Dropping Partitions
Background
Partitioning is specified on a table when it is initially defined via the PARTITION BY
clause. This clause can contain a SQL expression on any columns, the results of which will define which partition a row is sent to.
The data parts are logically associated with each partition on disk and can be queried in isolation. For the example below, we partition the posts
table by year using the expression toYear(CreationDate)
. As rows are inserted into ClickHouse, this expression will be evaluated against each row and routed to the resulting partition if it exists (if the row is the first for a year, the partition will be created).
CREATE TABLE posts
(
`Id` Int32 CODEC(Delta(4), ZSTD(1)),
`PostTypeId` Enum8('Question' = 1, 'Answer' = 2, 'Wiki' = 3, 'TagWikiExcerpt' = 4, 'TagWiki' = 5, 'ModeratorNomination' = 6, 'WikiPlaceholder' = 7, 'PrivilegeWiki' = 8),
`AcceptedAnswerId` UInt32,
`CreationDate` DateTime64(3, 'UTC'),
...
`ClosedDate` DateTime64(3, 'UTC')
)
ENGINE = MergeTree
ORDER BY (PostTypeId, toDate(CreationDate), CreationDate)

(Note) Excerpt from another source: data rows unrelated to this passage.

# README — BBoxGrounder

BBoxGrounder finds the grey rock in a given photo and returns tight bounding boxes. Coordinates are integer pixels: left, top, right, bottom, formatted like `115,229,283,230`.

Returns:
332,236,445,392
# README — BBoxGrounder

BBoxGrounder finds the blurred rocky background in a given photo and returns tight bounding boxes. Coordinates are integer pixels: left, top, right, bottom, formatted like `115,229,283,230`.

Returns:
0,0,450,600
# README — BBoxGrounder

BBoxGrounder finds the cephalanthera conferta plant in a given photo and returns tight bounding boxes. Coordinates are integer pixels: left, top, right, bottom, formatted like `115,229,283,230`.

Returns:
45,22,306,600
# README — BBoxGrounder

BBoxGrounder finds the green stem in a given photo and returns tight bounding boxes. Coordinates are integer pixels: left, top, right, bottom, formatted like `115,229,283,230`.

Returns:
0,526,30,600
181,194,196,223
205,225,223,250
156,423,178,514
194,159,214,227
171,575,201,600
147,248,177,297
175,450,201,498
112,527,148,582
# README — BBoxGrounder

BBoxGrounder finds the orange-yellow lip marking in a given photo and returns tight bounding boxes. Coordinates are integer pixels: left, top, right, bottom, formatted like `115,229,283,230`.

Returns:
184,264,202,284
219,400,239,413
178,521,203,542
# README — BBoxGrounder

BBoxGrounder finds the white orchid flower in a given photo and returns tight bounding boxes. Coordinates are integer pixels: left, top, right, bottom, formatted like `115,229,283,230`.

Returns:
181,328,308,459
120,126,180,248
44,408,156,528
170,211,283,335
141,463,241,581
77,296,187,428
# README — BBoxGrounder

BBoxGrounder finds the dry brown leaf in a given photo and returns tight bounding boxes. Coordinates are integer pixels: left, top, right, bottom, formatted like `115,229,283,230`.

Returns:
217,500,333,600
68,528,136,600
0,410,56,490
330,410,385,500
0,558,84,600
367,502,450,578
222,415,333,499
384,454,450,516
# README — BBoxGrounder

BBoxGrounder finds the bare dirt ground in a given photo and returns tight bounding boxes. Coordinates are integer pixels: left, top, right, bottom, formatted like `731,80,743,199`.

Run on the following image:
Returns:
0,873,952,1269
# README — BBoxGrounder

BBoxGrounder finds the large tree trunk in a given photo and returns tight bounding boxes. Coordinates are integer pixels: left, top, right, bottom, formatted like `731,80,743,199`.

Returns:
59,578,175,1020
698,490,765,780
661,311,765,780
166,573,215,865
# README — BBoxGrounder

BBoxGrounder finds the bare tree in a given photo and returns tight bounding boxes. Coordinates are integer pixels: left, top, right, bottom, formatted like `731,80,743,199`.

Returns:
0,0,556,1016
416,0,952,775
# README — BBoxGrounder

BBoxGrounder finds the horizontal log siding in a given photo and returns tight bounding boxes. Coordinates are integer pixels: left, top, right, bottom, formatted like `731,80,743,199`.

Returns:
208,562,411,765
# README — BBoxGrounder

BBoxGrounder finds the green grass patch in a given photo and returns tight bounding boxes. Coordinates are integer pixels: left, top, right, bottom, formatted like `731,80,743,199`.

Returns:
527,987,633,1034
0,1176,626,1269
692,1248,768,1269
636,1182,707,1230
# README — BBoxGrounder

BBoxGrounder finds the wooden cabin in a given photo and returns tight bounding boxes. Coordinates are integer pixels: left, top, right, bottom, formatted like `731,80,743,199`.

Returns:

PARTITION BY toYear(CreationDate)
Read about setting the partition expression in a section How to set the partition expression.
In ClickHouse, users should principally consider partitioning to be a data management feature, not a query optimization technique. By separating data logically based on a key, each partition can be operated on independently e.g. deleted. This allows users to move partitions, and thus subnets, between storage tiers efficiently on time or expire data/efficiently delete from the cluster.
Drop Partitions
ALTER TABLE ... DROP PARTITION
provides a cost-efficient way to drop a whole partition.
ALTER TABLE table_name [ON CLUSTER cluster] DROP PARTITION|PART partition_expr
This query tags the partition as inactive and deletes data completely, approximately in 10 minutes. The query is replicated – it deletes data on all replicas.
In example, below we remove posts from 2008 for the earlier table by dropping the associated partition.
SELECT DISTINCT partition
FROM system.parts
WHERE `table` = 'posts'
┌─partition─┐
│ 2008 │
│ 2009 │
│ 2010 │
│ 2011 │
│ 2012 │
│ 2013 │
│ 2014 │
│ 2015 │
│ 2016 │
│ 2017 │
│ 2018 │
│ 2019 │
│ 2020 │
│ 2021 │
│ 2022 │
│ 2023 │
│ 2024 │
└───────────┘
17 rows in set. Elapsed: 0.002 sec.
ALTER TABLE posts
(DROP PARTITION '2008')
0 rows in set. Elapsed: 0.103 sec.